Hay lugares por los que pasas a diario cuando te desplazas por la ciudad. Son rincones que se convierten en escenarios recurrentes para tus fotografías. Elegir un encuadre, un tratamiento de la luz, el lugar que ocupa la gente en la escena, cómo se reflejará el movimiento... decisiones que transforman en diferente, cada fotografía que tomamos en ese lugar.

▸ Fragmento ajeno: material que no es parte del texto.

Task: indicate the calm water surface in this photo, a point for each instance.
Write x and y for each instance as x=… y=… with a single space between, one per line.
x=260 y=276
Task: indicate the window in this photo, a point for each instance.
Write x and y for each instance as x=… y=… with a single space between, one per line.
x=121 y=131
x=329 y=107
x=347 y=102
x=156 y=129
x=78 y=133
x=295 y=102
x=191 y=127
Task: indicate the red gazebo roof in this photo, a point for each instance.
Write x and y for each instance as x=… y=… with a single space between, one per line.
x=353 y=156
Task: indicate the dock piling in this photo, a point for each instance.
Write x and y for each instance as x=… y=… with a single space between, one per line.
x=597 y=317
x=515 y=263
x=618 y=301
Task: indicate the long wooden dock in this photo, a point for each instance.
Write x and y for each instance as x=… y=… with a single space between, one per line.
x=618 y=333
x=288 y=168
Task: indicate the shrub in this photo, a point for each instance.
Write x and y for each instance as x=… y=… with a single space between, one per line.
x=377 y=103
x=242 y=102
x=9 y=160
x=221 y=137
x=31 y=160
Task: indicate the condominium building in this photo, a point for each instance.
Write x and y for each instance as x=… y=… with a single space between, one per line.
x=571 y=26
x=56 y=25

No me importaría en absoluto tomar unas cervezas con Karl y Fiedrich, y charlar con ellos sobre los fantasmas que hoy recorren Europa (y el mundo). Y aunque una imagen puede hacernos viajar en el tiempo, lo hace solo en el terreno de la realidad fotográfica, de lo ficcional. En lo material, en la realidad palpable, solo hay un cartel que divide la escena en dos mitades.
El acto de fotografiar, tiene mucho más que ver con escuchar que con hablar. Es, en esencia, un acto de mirar hacia los demás. Así, si te encuentras con una mujer sentada junto al río, ensimismada, el colocarla dentro de tu encuadre, es sobre todo, un intento de escucharla.
Aunque no echo de menos la fotografía química, de vez en cuando, algunas imagenes me piden ese aire que tenían las copias que recogíamos con impaciencia en el estudio fotográfico, algunos días después de haber dejado el carrete para revelar. Yo intento dárselo, pero eso sí, sin nostalgia.
Decía Leonard Freed que ninguna foto debería ser absolutamente perfecta, porque eso la mataría. Yo no busco la perfección, solo el reflejo de una ventana en el espejo.